Isabelle knew what had happened. There was almost no need to be told the rest. As she sank down into a chair, her knees failing her completely, she turned white as the meat of an apple.

"And what became of this child?" she asked in a tone that, in spite of her years of training, trembled fearfully.

"When the father died, which he did not long after her birth, she was delivered to the Worthshires with a note asking for her to be cared for or else God's curse be upon them for it. Lord Henry was a most superstitious man, so he did take her in, but she wast naught but the scullery maid. She died when she was but ten years old, not long afore I married Millicent. Most ugly, she said she was, and a thief as well."

Isabelle didn't move for a very long time, but as Sir Stephen had kindly taken the opportunity to lose consciousness across the flagstones, this went unnoticed. Her face was dewed with sweat, and her heart was beating faster than she could ever remember it doing. They had been her family: her uncle, her aunt, her cousin. She should have had the rightful place as Lady Worthshire from infancy. The child of the heir to one of the largest fortunes in London had been forced to work as a slave, a pickpocket, and a whore simply to live.

And there was never a damn thing she could have done about it.

Jane woke early the next morning to find Isabelle still sitting in the chair over Sir Stephen's insensible form, staring at thin air.

"What grieves ye?" she asked, her brows knit in worry. "Ye dost look a fright. Is aught wrong?"

Isabelle's eyes slowly focused on the other woman, and then a smile came to her face, a smile utterly without joy, the smile of someone whose mind was nearly unhinged.

"All is wrong, Janey," she said, and began to laugh in a horrifyingly cold, almost violent way. "All is wrong!"

The laughter continued for a long while in spite of Jane shaking the woman, and at length it turned into tears, great, sobbing tears that shook her tiny, silk-draped frame as she clung to her friend, unable to say a single word. Jane led her upstairs slowly and put her to bed, where she remained, eating nothing, for two days. Sir Stephen remembered none of his confessions at all but went happily on his way to take possession of the house that still held his mother-in-law.
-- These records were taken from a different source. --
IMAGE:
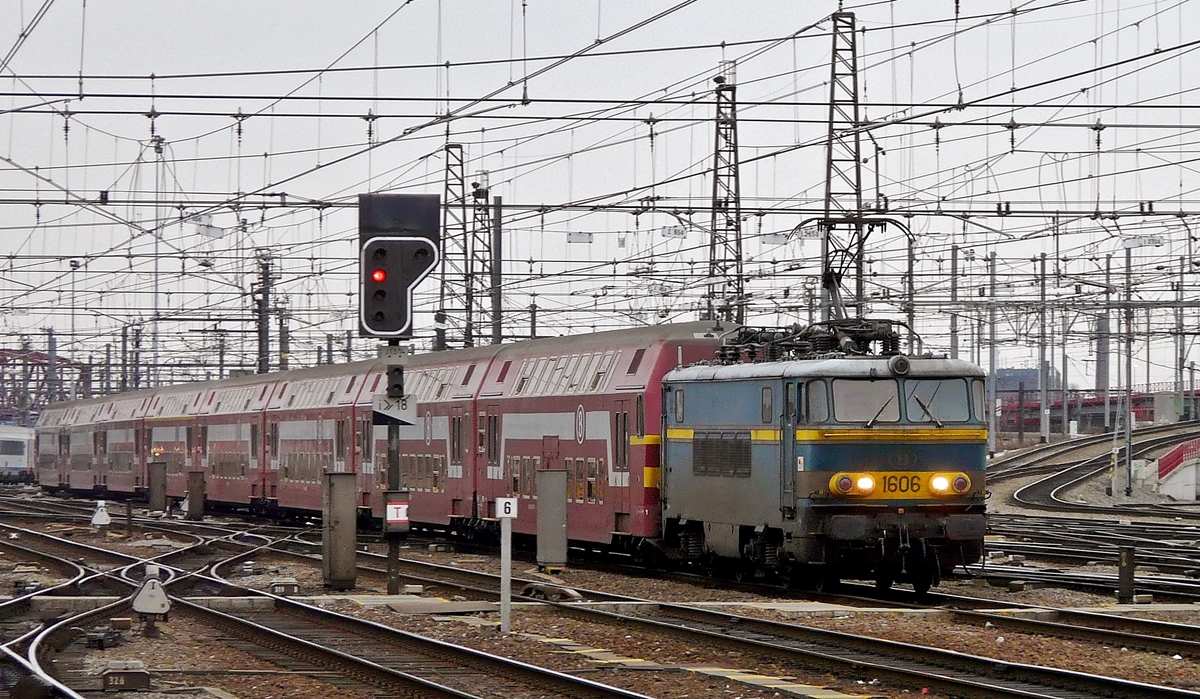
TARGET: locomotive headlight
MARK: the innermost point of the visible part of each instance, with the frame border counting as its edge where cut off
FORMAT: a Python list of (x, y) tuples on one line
[(853, 484), (949, 484)]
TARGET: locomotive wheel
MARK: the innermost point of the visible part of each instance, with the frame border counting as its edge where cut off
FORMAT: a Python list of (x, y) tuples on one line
[(923, 578)]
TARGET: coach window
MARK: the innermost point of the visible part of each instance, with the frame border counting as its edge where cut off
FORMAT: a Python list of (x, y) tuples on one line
[(977, 399), (816, 402), (256, 442), (456, 438), (865, 401), (592, 481)]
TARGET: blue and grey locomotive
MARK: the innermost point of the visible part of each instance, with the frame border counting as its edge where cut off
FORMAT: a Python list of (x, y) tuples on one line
[(808, 454)]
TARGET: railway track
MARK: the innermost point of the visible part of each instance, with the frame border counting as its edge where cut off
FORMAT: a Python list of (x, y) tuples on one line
[(787, 644), (1059, 455), (949, 671), (304, 638)]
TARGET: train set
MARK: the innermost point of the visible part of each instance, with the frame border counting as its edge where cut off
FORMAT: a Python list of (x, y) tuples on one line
[(817, 453)]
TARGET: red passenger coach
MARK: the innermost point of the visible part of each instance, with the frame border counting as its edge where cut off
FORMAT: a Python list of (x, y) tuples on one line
[(121, 459), (171, 432), (439, 464), (580, 404), (310, 418), (232, 441), (51, 444), (487, 419)]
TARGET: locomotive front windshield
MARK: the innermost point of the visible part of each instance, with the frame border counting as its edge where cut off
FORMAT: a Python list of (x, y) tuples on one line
[(913, 400), (870, 401), (936, 400)]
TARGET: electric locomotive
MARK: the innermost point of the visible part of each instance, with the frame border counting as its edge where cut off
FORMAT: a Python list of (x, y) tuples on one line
[(804, 453)]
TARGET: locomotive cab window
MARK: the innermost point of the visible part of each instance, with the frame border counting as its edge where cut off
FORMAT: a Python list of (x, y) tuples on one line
[(936, 400), (865, 401), (816, 402)]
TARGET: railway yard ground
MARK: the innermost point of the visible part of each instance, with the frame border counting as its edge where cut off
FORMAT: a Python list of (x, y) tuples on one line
[(192, 658)]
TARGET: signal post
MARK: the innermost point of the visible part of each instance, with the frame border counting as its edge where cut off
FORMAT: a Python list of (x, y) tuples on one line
[(399, 246)]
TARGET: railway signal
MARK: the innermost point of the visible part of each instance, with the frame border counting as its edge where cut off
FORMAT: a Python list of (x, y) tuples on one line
[(399, 246)]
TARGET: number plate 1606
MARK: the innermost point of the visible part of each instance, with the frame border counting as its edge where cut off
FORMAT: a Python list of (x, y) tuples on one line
[(901, 483)]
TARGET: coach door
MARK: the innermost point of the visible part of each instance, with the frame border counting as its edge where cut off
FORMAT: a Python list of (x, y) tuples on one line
[(787, 450), (618, 477)]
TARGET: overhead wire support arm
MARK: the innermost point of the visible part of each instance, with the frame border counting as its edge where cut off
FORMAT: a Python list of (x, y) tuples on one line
[(726, 281), (844, 171)]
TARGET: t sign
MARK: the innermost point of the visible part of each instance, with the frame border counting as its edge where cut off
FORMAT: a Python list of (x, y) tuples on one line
[(507, 507)]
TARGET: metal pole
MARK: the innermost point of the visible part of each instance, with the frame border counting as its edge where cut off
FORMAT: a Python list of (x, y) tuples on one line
[(52, 368), (1066, 404), (954, 299), (1192, 388), (1043, 374), (1147, 350), (1181, 348), (991, 357), (497, 258), (1108, 335), (1128, 371), (505, 574), (285, 341), (394, 484), (125, 357), (1020, 413), (912, 296), (264, 316)]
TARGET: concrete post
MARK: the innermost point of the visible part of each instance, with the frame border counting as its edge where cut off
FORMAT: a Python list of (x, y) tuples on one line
[(156, 485), (339, 537), (1126, 566), (551, 521), (195, 495)]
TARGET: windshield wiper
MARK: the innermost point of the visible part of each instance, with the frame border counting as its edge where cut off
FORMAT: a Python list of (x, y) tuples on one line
[(870, 423), (928, 412)]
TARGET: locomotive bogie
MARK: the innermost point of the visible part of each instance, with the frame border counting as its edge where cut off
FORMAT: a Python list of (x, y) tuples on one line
[(487, 420)]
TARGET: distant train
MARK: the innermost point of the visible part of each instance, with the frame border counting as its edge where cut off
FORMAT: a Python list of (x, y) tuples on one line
[(16, 454), (795, 452)]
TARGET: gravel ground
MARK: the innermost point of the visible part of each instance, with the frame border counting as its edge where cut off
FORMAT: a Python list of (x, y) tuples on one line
[(676, 682), (185, 644), (1019, 647)]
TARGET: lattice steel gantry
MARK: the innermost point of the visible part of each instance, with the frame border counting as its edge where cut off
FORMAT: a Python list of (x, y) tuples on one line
[(451, 318), (726, 284), (843, 228)]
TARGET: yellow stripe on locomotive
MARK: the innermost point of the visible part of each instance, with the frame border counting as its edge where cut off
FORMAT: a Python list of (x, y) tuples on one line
[(899, 484)]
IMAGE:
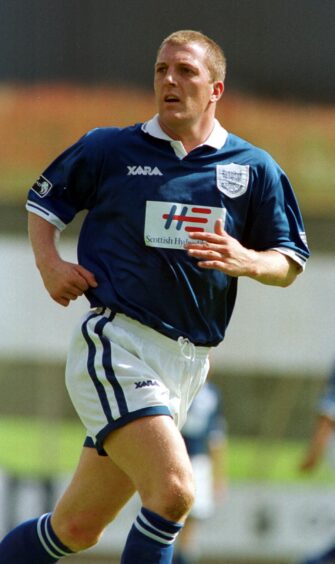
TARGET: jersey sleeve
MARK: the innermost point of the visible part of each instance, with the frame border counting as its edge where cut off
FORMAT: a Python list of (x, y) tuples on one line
[(275, 218), (68, 184)]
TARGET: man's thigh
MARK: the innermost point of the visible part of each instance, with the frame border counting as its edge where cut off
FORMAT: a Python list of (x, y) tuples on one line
[(152, 452), (96, 493)]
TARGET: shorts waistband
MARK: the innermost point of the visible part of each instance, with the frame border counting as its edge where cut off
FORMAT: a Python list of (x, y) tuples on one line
[(182, 345)]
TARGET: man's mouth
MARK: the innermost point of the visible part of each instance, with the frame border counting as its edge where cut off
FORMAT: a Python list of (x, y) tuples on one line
[(171, 99)]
Isabelle never told Jane what had been revealed to her. When at last she had pulled herself together and gathered her scattered wits, she swallowed the latest in a long line of bitter pills with complete silence. Jane had suggested that Sir Stephen should be kept out of the house after that, but Isabelle refused, explaining he hadn't tried to harm either of them and was still one of the best paying men they had. Jane kept quiet on the subject, deciding that Isabelle must have her reasons, though she was always ill at ease around the man after that.

For a few months, everything remained just as it had. The buds on the tree in the front dooryard slowly grew green and put forth leaves, and the chill in the air became less each day. Spring let a slow, smooth blanket of green unfold itself in the park across from their residence, and Isabelle spent a good hour each morning watching the sun sparkling off the dew-laden grass from the view of her bedroom window. No matter what things crept around her heart or what things she did, that vista was always perfect, untouched as a faraway dream and as unsullied as the first snowflakes of winter. Turmoil might reign sometimes inside the house and her soul, but never out there.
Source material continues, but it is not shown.